As for Young, well, he wasn't bad either, striking out six of the first seven hitters that he faced. On a pitch count of around 90, Young used 88 pitches to get through five innings, striking out eight, allowing two hits and two walks without allowing a run.
"Overall, I felt good. I had a great time tonight," said Young, who had not pitched in a Major League game since May 21 when he was hit in the nose by a line drive from the Cardinals' Albert Pujols, an injury that required two surgeries and over two months away from the team.
"I was aggressive with my fastball. My command wasn't as sharp as I would have liked for it to be. Being out there competing, it was a great time."
But the night clearly belonged to Davis (4-5), who missed nearly two months early this season after having surgery for thyroid cancer, struck out eight batters and coasted into the seventh inning where he got two quick outs before allowing Giles' single into center field.

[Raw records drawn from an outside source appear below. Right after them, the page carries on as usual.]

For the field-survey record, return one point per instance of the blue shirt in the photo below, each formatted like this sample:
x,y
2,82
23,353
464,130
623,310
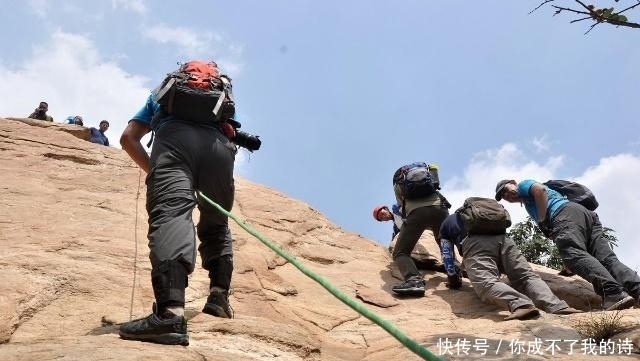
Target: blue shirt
x,y
98,137
452,229
554,199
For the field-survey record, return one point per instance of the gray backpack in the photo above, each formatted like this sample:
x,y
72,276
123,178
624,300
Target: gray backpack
x,y
484,216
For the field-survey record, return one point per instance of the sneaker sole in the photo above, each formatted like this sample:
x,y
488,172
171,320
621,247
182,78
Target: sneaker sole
x,y
532,313
410,292
625,303
165,339
215,310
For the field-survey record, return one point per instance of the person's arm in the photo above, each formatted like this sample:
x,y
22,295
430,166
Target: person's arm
x,y
539,194
398,193
130,142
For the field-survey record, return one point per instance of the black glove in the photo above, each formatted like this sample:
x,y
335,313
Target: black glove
x,y
545,229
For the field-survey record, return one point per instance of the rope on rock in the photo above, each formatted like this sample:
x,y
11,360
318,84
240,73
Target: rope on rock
x,y
386,325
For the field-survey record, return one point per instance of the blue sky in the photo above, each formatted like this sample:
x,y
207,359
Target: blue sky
x,y
344,92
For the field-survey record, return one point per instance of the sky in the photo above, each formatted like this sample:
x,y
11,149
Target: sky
x,y
342,93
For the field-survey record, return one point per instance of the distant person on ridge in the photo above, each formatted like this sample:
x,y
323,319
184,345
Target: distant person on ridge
x,y
74,119
577,232
98,136
40,113
191,151
416,187
487,252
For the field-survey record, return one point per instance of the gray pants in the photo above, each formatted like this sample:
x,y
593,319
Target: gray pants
x,y
419,220
484,257
577,232
185,158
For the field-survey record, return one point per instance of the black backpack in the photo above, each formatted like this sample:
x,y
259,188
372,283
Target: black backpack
x,y
417,180
575,192
484,216
197,92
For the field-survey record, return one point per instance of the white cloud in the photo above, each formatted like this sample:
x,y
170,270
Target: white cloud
x,y
138,6
190,42
612,180
540,144
69,73
40,7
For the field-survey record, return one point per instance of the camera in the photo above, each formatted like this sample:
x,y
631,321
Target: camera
x,y
249,141
246,140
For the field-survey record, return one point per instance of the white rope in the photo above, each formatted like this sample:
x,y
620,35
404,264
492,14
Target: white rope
x,y
135,253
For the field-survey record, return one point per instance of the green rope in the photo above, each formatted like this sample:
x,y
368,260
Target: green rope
x,y
392,330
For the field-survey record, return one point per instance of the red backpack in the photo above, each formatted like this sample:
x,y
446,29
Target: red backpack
x,y
197,92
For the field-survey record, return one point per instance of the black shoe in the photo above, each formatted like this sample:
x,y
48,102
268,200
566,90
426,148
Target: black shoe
x,y
167,329
454,282
523,313
413,287
218,305
618,302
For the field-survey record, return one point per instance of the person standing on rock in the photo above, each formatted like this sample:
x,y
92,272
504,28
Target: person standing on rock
x,y
447,251
480,237
416,187
191,151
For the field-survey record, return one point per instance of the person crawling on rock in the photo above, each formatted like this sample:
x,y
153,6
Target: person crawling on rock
x,y
578,234
478,229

"He was able to throw his cutter, fastballs, changeups, slider and breaking balls for strikes anytime he wanted to throw it," Giles said. "When you get four or five of your pitches going and throw it when you want, it makes for a tough night."

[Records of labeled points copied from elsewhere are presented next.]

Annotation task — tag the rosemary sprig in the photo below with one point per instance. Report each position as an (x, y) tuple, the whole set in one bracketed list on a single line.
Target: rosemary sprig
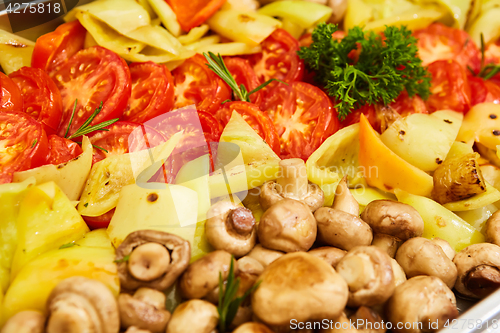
[(217, 65), (86, 128), (228, 302)]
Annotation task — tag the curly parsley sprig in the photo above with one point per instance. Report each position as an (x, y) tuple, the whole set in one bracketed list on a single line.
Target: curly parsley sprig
[(364, 67)]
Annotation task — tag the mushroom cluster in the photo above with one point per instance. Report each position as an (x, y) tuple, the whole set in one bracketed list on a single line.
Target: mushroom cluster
[(298, 267)]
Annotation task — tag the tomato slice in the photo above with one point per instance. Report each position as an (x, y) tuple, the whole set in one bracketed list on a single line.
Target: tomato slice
[(196, 84), (192, 13), (92, 76), (23, 144), (244, 74), (449, 87), (152, 92), (278, 59), (41, 98), (303, 116), (53, 49), (255, 117), (10, 95), (122, 138), (62, 150), (439, 42)]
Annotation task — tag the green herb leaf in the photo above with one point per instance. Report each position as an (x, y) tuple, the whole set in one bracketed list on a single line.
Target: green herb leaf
[(228, 302), (364, 68), (124, 259)]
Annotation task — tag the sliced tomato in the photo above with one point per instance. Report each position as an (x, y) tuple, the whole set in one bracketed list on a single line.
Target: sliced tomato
[(244, 74), (152, 92), (196, 84), (56, 47), (439, 42), (62, 150), (303, 117), (200, 130), (10, 95), (92, 76), (449, 87), (23, 143), (41, 98), (255, 117), (278, 59), (192, 13), (121, 138), (98, 222)]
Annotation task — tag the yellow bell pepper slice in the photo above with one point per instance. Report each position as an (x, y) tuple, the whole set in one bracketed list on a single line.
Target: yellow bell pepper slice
[(384, 169)]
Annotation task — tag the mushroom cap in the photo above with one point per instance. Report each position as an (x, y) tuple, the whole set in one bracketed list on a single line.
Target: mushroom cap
[(369, 275), (202, 276), (331, 255), (252, 327), (79, 304), (424, 299), (270, 194), (221, 233), (421, 256), (263, 255), (341, 229), (180, 254), (25, 322), (298, 286), (200, 316), (472, 258), (493, 228), (287, 226), (393, 218)]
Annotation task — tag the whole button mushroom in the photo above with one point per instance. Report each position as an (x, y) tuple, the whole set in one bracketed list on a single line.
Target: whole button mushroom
[(202, 276), (298, 286), (78, 305), (420, 256), (493, 228), (369, 275), (292, 183), (478, 267), (341, 226), (421, 304), (287, 226), (25, 322), (155, 259), (392, 222), (144, 310), (231, 228), (197, 315)]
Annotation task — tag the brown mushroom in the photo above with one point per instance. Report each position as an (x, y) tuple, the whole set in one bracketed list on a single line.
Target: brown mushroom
[(420, 256), (331, 255), (202, 276), (263, 255), (298, 286), (231, 228), (155, 259), (292, 183), (144, 310), (393, 219), (78, 304), (421, 304), (25, 322), (369, 275), (478, 268), (493, 228), (287, 226), (252, 327), (200, 316)]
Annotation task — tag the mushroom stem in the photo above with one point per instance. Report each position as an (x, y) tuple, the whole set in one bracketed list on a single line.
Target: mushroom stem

The rest of the night for Davis didn't go nearly as well, as he allowed a single to Chase Headley with one out in the eighth inning before sandwiching a pair of walks to Khalil Greene and Josh Bard around a fly-ball out.
Davis then left the game after 124 pitches with reliever Jon Rauch called in to finish the inning. The Padres nearly finished him, though, as pinch-hitter Jody Gerut jumped on a fastball, sending it high and toward the gap in right-center field when right fielder Alex Romero made a running basket catch to end the inning.

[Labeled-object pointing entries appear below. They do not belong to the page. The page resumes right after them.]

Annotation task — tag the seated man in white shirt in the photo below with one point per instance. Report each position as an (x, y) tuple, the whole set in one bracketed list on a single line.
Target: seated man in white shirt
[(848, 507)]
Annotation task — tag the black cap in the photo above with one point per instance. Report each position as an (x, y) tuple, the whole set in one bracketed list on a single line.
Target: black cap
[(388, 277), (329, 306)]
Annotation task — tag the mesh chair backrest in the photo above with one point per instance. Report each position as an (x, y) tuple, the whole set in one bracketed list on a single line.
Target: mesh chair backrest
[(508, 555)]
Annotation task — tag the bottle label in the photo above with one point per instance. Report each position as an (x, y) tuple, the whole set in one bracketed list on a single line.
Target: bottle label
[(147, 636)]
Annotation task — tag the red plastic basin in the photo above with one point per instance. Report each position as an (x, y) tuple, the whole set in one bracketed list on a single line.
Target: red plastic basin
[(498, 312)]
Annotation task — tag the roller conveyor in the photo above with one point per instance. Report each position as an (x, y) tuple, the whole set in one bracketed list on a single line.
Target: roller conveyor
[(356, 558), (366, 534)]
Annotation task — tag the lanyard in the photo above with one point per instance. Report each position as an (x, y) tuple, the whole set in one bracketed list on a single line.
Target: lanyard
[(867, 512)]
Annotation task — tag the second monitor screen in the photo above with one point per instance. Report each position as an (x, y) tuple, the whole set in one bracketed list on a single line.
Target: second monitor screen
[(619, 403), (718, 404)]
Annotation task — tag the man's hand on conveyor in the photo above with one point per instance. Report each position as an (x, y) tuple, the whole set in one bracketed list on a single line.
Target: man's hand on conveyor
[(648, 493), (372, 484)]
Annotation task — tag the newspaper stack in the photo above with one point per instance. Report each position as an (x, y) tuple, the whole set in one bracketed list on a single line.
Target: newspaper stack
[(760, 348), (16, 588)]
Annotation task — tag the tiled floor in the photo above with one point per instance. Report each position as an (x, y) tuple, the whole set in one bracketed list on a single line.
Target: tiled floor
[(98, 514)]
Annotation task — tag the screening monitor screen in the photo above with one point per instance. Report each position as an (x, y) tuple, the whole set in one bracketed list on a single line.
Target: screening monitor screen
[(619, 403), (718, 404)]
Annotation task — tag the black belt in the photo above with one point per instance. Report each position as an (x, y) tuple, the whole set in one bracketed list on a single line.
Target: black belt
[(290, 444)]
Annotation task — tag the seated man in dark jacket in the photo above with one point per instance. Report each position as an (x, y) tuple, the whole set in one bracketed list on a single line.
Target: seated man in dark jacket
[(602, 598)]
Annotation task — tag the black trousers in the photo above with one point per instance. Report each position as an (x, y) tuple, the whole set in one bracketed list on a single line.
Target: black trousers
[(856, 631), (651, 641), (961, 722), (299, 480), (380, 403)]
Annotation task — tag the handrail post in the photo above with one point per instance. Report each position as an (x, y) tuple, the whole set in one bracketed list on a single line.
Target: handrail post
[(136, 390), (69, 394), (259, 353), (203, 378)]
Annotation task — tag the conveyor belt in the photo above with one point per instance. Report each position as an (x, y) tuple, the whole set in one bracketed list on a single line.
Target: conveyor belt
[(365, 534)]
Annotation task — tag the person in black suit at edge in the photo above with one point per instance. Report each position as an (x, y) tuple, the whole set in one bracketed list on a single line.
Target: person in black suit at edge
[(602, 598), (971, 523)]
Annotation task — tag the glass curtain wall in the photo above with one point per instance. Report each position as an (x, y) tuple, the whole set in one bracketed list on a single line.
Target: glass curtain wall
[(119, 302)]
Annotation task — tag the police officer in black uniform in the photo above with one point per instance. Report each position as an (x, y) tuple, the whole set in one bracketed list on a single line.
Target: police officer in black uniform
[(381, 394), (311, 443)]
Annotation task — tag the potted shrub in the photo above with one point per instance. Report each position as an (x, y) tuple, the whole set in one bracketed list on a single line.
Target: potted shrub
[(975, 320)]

"What a good swing, he drove the ball to the deepest part of the park," Black said. "That play was phenomenal. At the crack of the bat, he took off and he made a hell of a play."
If that ball isn't caught, it might have tied the game, especially with runners moving on contact. Instead, it provided a frustrating end to a inning where the Padres chance to chase a run home were few and far between.
All told, the Padres finished with just the two hits -- singles by Giles and Headley -- and two walks to go with 10 strikeouts.
Before getting into trouble in the eighth inning, Davis essentially had his way with the Padres. Nick Hundley hit a scorching ground ball in the hole between first and second base that Orlando Hudson made a nice play on in the third inning.
Then with two outs in the sixth inning, Romero made a nice running catch near the line on pinch-hitter Luis Rodriguez's soft fly ball.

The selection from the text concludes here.